September 30
Looking back over my last entry, I realize how distraught I must have been to write those melodramatic lines. But here I am still at Lansdowne Road, and little has changed, except for the ever-increasing pace of work. Nothing more has been said of the incident of the flying jam pot which caused me so much distress, nor have any more murderers passed beneath the window.
I have not seen Alexandra for some time. She has written to say that she is occupied with her Oriental studies — though it is clear that she is also spending a good deal of time in the unsettling company of M. Villemain. Dear Alexandra! She is so worldly, and so eager to embrace every kind of experience. And yet sometimes I feel older than she, and much less innocent. When she shares her secrets I can only listen and offer none in return; for surely even Alexandra would shrink away in horror should I confess what I have done.
In her letter she relates another curious adventure with M. Villemain into what she calls the Unknown, the Inconnu.
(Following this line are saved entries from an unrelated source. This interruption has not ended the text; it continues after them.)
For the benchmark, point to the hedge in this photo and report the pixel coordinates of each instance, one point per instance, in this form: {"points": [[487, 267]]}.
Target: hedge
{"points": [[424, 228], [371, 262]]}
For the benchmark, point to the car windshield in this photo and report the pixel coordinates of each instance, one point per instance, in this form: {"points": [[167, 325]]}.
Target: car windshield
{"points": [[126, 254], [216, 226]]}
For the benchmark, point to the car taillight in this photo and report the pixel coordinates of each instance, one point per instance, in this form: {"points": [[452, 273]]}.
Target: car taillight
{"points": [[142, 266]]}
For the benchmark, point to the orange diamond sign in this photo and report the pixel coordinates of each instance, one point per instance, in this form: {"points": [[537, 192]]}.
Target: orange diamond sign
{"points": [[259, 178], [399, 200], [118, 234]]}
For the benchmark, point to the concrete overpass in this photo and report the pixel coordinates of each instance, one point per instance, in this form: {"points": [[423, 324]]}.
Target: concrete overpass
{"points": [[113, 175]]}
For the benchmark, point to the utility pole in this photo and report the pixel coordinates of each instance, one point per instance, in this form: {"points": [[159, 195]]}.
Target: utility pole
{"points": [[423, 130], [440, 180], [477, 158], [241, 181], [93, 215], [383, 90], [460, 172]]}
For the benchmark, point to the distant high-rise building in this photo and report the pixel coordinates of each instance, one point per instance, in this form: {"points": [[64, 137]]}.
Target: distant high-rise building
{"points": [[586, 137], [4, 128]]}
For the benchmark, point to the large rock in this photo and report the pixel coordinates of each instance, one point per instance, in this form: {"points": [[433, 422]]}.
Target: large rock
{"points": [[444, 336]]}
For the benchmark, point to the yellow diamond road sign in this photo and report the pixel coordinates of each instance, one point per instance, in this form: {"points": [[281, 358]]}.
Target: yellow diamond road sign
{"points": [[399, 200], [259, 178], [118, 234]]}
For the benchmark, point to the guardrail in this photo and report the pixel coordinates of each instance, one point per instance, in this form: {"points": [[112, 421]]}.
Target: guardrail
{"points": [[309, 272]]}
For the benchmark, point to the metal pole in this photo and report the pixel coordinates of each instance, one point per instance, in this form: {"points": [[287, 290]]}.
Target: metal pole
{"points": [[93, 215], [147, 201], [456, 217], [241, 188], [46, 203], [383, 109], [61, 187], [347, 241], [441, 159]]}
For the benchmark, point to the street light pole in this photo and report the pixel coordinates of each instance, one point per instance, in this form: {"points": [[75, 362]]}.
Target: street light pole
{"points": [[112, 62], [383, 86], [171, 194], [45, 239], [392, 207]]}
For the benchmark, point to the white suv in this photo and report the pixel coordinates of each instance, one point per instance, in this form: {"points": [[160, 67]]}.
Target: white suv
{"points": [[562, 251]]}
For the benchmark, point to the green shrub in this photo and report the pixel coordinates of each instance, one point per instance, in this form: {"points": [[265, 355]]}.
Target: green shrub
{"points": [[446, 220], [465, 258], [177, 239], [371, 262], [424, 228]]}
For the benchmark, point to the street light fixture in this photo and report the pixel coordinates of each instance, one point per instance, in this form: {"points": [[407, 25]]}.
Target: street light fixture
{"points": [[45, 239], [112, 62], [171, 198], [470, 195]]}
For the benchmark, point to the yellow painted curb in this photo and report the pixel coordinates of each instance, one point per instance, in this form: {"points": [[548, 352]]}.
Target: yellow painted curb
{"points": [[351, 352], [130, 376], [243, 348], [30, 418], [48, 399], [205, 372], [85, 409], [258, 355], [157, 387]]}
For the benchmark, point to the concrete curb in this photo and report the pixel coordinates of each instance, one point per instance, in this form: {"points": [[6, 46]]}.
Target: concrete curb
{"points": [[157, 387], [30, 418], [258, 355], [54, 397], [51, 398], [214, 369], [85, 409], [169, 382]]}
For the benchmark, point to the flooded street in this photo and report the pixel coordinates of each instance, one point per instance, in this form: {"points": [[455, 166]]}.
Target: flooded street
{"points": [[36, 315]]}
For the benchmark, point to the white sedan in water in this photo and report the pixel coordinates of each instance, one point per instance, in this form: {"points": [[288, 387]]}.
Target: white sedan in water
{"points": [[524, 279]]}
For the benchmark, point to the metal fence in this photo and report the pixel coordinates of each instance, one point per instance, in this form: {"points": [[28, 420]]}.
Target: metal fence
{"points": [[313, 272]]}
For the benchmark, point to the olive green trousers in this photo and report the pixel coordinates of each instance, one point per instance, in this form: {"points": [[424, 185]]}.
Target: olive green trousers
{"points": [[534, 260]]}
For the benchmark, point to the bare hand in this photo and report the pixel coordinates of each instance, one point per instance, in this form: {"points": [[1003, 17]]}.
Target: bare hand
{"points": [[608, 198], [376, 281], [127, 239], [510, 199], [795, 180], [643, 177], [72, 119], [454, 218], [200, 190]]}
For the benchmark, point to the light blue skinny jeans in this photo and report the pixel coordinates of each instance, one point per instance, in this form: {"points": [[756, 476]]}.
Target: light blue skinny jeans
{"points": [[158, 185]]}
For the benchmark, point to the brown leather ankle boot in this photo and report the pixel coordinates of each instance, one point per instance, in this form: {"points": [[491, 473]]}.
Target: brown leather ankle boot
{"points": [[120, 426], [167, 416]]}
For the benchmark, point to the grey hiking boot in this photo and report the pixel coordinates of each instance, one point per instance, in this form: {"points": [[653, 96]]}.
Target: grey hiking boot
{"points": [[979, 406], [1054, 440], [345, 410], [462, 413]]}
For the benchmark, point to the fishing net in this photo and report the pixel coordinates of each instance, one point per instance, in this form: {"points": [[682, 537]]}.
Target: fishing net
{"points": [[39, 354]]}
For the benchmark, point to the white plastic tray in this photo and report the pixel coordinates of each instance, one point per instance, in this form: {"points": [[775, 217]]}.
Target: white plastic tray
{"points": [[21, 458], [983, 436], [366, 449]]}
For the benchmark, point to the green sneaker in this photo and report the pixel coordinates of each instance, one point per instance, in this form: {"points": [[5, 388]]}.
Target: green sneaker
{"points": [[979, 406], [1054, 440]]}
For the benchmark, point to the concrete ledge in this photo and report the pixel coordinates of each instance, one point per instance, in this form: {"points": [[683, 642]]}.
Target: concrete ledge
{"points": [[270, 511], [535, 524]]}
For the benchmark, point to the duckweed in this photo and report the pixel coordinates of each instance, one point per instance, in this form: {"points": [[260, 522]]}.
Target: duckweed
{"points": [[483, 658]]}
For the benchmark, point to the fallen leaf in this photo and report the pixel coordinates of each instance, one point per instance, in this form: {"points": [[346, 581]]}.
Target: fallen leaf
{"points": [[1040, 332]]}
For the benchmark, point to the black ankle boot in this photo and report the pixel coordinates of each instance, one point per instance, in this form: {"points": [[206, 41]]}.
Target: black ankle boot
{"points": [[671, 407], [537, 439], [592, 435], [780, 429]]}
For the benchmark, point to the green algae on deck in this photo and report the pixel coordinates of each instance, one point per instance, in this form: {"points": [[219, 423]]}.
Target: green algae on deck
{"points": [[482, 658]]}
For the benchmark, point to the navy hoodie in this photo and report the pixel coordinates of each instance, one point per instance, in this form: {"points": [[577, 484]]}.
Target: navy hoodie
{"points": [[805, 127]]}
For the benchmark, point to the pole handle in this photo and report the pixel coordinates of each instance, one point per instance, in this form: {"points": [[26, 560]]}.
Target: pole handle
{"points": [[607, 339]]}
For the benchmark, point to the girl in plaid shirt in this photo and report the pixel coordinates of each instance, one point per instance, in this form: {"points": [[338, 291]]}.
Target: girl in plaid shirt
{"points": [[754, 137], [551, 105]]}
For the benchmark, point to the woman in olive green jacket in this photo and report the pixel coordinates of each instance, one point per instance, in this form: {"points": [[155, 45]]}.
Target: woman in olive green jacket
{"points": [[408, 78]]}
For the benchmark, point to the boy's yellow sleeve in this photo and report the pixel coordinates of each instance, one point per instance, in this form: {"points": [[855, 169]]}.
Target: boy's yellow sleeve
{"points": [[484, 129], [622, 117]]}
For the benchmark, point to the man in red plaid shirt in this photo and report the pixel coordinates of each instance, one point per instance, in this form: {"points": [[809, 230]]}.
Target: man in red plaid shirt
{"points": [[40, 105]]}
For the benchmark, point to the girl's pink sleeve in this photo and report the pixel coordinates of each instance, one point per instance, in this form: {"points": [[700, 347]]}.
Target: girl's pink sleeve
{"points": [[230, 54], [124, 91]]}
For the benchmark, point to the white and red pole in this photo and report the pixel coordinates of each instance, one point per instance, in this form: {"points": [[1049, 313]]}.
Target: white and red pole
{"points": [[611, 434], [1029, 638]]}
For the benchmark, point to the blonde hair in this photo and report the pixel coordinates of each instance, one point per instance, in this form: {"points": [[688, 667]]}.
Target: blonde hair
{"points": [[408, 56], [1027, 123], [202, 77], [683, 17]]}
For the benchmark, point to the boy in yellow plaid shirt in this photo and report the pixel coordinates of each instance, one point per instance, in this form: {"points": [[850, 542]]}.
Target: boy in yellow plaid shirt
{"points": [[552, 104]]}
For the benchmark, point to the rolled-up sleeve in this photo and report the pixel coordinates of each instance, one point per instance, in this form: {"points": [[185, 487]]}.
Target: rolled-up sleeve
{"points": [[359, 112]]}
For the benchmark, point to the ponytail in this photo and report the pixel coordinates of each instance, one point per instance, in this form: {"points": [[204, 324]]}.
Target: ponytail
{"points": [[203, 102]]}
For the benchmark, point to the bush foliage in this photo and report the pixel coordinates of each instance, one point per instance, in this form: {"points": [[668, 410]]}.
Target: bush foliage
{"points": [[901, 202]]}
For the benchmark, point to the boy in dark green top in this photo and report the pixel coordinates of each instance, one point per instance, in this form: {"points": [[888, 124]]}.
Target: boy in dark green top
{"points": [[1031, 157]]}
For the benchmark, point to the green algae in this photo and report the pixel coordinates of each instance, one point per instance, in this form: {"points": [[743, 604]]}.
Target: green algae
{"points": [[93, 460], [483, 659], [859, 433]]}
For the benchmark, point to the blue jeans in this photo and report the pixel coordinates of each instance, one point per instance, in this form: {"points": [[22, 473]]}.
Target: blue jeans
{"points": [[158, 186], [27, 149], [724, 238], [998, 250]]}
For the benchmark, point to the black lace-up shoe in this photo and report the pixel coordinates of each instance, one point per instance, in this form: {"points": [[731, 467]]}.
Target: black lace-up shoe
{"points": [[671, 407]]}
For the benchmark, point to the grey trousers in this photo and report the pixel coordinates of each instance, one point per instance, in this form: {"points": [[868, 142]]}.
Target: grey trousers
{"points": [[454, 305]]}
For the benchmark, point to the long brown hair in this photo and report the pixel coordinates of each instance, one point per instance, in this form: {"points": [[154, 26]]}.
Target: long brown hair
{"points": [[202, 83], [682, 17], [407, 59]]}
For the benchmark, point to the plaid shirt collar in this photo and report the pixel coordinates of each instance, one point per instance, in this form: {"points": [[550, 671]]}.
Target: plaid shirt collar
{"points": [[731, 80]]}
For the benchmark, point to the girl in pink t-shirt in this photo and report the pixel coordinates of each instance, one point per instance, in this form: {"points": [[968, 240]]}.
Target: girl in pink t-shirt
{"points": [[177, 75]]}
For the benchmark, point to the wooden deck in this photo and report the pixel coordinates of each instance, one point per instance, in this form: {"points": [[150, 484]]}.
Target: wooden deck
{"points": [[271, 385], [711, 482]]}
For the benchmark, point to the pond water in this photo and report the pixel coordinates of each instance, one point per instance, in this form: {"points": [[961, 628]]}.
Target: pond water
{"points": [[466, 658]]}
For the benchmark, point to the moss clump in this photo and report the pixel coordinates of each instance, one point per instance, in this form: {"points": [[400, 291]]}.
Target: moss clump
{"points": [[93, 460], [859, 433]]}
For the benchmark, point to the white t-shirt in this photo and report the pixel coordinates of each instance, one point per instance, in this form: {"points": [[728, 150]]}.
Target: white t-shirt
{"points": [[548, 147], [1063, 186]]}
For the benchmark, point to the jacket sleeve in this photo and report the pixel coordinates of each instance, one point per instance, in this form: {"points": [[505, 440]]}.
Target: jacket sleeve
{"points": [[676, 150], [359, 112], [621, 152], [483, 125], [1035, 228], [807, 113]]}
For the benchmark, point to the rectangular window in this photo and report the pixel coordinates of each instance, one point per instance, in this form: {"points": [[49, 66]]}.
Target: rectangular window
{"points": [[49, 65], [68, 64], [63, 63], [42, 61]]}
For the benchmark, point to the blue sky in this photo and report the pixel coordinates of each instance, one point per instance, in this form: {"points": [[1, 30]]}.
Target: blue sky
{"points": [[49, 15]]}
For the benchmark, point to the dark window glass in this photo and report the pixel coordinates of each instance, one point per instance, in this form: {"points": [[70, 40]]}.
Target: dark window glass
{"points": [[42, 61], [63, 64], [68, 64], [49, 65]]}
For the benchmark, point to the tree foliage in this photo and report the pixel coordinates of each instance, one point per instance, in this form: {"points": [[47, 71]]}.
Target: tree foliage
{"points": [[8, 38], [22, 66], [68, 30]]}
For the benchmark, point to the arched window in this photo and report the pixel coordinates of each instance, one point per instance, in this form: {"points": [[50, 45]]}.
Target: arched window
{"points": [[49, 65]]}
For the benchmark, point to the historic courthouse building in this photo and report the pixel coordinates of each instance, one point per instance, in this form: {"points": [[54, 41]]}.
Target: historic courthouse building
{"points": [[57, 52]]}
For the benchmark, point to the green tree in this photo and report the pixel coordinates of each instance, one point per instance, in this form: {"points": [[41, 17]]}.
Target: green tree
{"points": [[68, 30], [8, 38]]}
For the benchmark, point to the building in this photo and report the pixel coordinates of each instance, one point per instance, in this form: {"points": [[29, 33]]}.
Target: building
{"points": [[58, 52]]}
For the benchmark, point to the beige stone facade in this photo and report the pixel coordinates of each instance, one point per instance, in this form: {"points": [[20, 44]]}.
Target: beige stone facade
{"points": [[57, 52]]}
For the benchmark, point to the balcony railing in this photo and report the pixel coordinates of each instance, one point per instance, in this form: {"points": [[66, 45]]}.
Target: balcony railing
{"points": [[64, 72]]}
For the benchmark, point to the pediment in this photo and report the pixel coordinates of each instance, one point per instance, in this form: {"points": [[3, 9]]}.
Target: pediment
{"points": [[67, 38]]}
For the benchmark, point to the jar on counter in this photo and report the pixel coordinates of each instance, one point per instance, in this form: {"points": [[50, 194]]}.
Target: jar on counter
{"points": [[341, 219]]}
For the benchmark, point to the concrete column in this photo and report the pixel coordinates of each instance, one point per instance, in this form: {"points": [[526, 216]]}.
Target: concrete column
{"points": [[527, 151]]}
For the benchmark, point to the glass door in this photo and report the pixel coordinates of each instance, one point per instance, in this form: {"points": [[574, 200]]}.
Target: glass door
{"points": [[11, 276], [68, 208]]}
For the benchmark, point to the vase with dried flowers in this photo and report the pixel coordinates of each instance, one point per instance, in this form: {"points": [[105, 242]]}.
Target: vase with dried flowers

She writes in French, for she is not as fluent in English on the page as she is in speech. It is a long letter, but with the help of a dictionary from HPB’s study I have been translating it, a little at a time, as an exercise, and now I will transcribe it into this journal.
“My dear Jeanne,” (Alexandra writes)
“M. Villemain has been shut up in his room for several weeks, engaged in mysterious occult practices. Now that he has emerged, he looks so wraithlike that we are all concerned for his health. I decided he might benefit from a little fresh air and exercise. Also, I am anxious to learn more from him about this business of the peculiar painting that can entrap the onlooker. And so I asked him if he would like to come with me to visit the Crystal Palace outside London, where there are concerts and dramatic entertainments. Somewhat to my surprise, he agreed. We made plans to leave early and spend the whole day.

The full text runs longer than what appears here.